I think the older AI users are even held back because they might be doing things that are not neccessary any more, like explaining basic things, like please don't bring in random dependencies but prefer the ones that are there already, or the classic think really strongly and make a plan, or try to use a prestigious register of the language in attempts to make it think harder.
Nowadays I just paste a test, build, or linter error message into the chat and the clanker knows immediately what to do, where it originated, and looks into causes. Often times I come back to the chat and see a working explanation together with a fix.

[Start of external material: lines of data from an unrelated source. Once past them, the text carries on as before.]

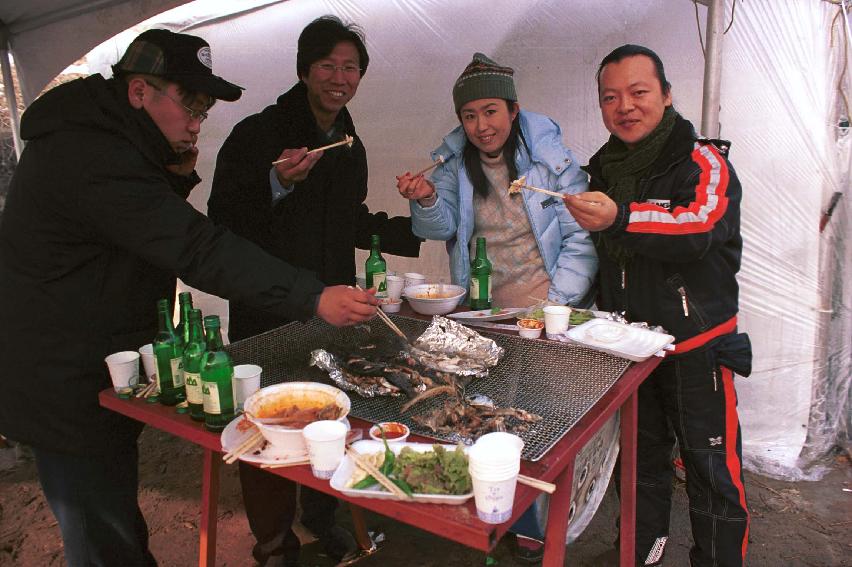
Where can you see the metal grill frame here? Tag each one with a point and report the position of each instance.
(558, 381)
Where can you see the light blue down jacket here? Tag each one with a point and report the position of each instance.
(568, 253)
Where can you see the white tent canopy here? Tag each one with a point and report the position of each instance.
(781, 103)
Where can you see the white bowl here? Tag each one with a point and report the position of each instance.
(434, 299)
(289, 440)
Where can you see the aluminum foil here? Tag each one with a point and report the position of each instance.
(449, 346)
(620, 317)
(324, 360)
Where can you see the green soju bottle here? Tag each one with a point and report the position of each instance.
(193, 358)
(168, 350)
(217, 372)
(480, 278)
(182, 330)
(377, 269)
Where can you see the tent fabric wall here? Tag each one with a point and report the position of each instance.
(781, 106)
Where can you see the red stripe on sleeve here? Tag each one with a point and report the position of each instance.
(702, 214)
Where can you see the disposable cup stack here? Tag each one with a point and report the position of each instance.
(326, 441)
(495, 460)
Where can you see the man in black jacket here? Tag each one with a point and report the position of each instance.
(95, 230)
(666, 222)
(309, 210)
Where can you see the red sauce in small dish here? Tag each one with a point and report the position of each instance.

Before I had to actually explain why I want it to change some implementation in some direction, otherwise it would refuse no I won't do that because abc. Nowadays I can just pass the raw instruction "please move this into its own function", etc, and it follows.
So yeah, a lot of these skills become outdated very quickly, the technology is changing so fast, and one needs to constantly revisit if what one had to do a couple of months earlier is still required, whether there's still the limits of the technology precisely there or further out.
I still see people doing "you are a world class distributed systems engineer" think. Never fails me to chuckle.
> I think the older AI users are even held back because they might be doing things that are not neccessary any more
As the same age as Linus Torvalds, I'd say that it can be the opposite.
We are so used to "leaky abstractions", that we have just accepted this as another imperfect new tech stack.
Unlike less experienced developers, we know that you have to learn a bit about the underlying layers to use the high level abstraction layer effectively.
What is going on under the hood? What was the sequence of events which caused my inputs to give these outputs / error messages?
Once you learn enough of how the underlying layers work, you'll get far fewer errors because you'll subconciously avoid them. Meanwhile, people with a "I only work at the high-level"-mindset keeps trying to feed the high-level layer different inputs more or less at random.
For LLMs, it's certainly a challenge.
The basic low level LLM architecture is very simple. You can write a naive LLM core inference engine in a few hundred lines of code.
But that is like writing a logic gate simulator and feeding it a huge CPU gate list + many GBs of kernel+rootfs disk images. It doesn't tell you how the thing actually behaves.
So you move up the layers. Often you can't get hard data on how they really work. Instead you rely on empirical and anecdotal data.
But you still form a mental image of what the rough layers are, and what you can expect in their behavior given different inputs.
For LLMs, a critical piece is the context window. It has to be understood and managed to get good results. Make sure it's fed with the right amount of the right data, and you get much better results.
> Nowadays I just paste a test, build, or linter error message into the chat and the clanker knows immediately what to do
That's exactly the right thing to do given the right circumstances.
But if you're doing a big refactoring across a huge code base, you won't get the same good results. You'll need to understand the context window and how your tools/framework feeds it with data for your subagents.